As always, the Hon Gareth Evans’ recent letter about the foreign interference registration requirements was a good read. (“Gareth Evans versus the Surveillance State: application of the Foreign Influence Transparency Scheme” by John Menadue, Pearls & Irritations, 23 July 2021). The federal Attorney-General’s Department appears, without prompting, to have written to Mr Evans suggesting that he had registration obligations under the Foreign Influence Transparency Scheme Act 2018 (Cth) “relating to speaking roles you have undertaken at certain overseas events, and roles you have undertaken for international bodies.”
Mr Evans responded that he regarded the communication as a joke, albeit one in very poor taste. He acknowledged that he had indeed been associated with scores of international organizations in speaking, writing and occasional small advisory roles. He listed some of those bodies and referred to a listing of others on his website. He added that “every international organization with which I have been even marginally associated has been devoted, as I have been throughout my many decades of public life, to making our region or the wider world safer and saner, through improving the quality of peace and security decision making and/or advancing human rights and humanitarian goals.”
But there are further important aspects to the issues raised in the correspondence.
The laws imposing registration requirements for transparency about foreign interference are in additional to laws which make it seriously criminal to engage in “foreign interference”. Being registered under the Transparency Act does not protect a person from being prosecuted for the crime of foreign interference.
The criminal laws imposing the offence of foreign interference are now contained in the Commonwealth’s Criminal Code, Division 92. Those laws impose criminal penalties of up to 20 in gaol on anybody who “engages in foreign interference” – whether or not the person is registered.
In that article I set out some of the major drafting inadequacies in that legislation. Those drafting problems make it very difficult to determine precisely what activities the prohibition extends to.
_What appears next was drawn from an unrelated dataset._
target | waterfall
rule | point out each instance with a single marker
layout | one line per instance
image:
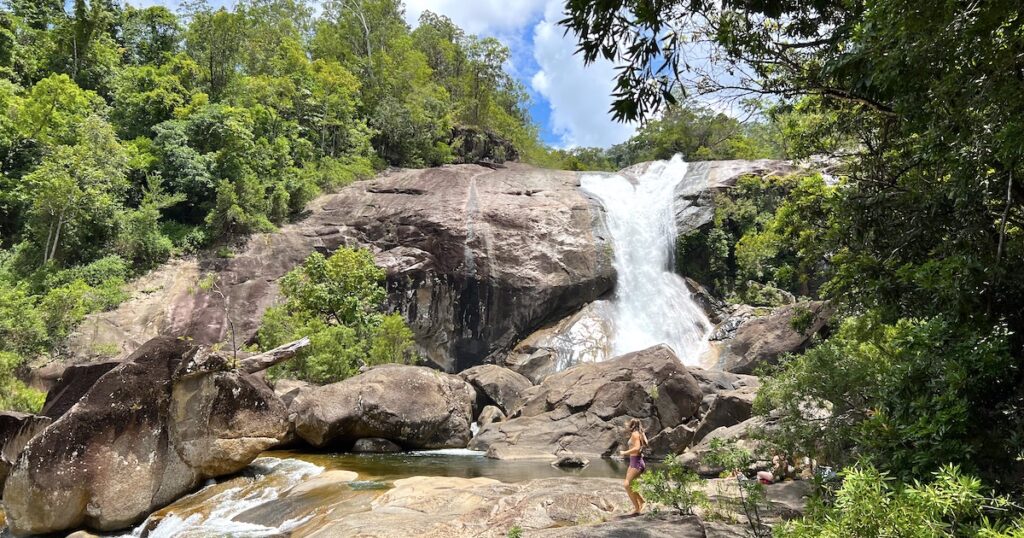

Potentially the prohibition and its 20 year gaol term are very wide. As a Rule of Law issue, this is an extremely unsatisfactory state of affairs.
The correspondence with Mr Evans included the following from the Attorney-General’s Department: “Under the [Transparency] Act, former Cabinet Ministers have a lifetime obligation to register any activity undertaken ‘on behalf of’ a foreign principal. … The Act imposes broader registration requirements on former Cabinet Ministers due to the position of trust they hold on behalf of the Australian public, and the significant influence former Cabinet Ministers are able to bring to bear.”
The second sentence in the above quotation from the Attorney-General’s Department seems to be a gloss added by the writer, rather than being the words of the legislative draftsperson or the Parliament.
As with the criminal prohibition on engaging in foreign interference, the breadth of the scope of what is meant by undertaking an activity ‘on behalf of’ a foreign principal in the Transparency Act is quite unclear. The Attorney-General’s Department’s letter to Mr Evans refers to “speaking roles you have undertaken at certain overseas events”.
Presumably the Department considers that for Mr Evans to speak at an international conference” in favour of wider world safer and saner, through improving the quality of peace and security decision making and/or advancing human rights and humanitarian goals” is likely to involve illegal activity ‘on behalf of’ a foreign principal.
That is an immensely worrying milestone on Australia’s descent to a dystopian hell in a hand basket.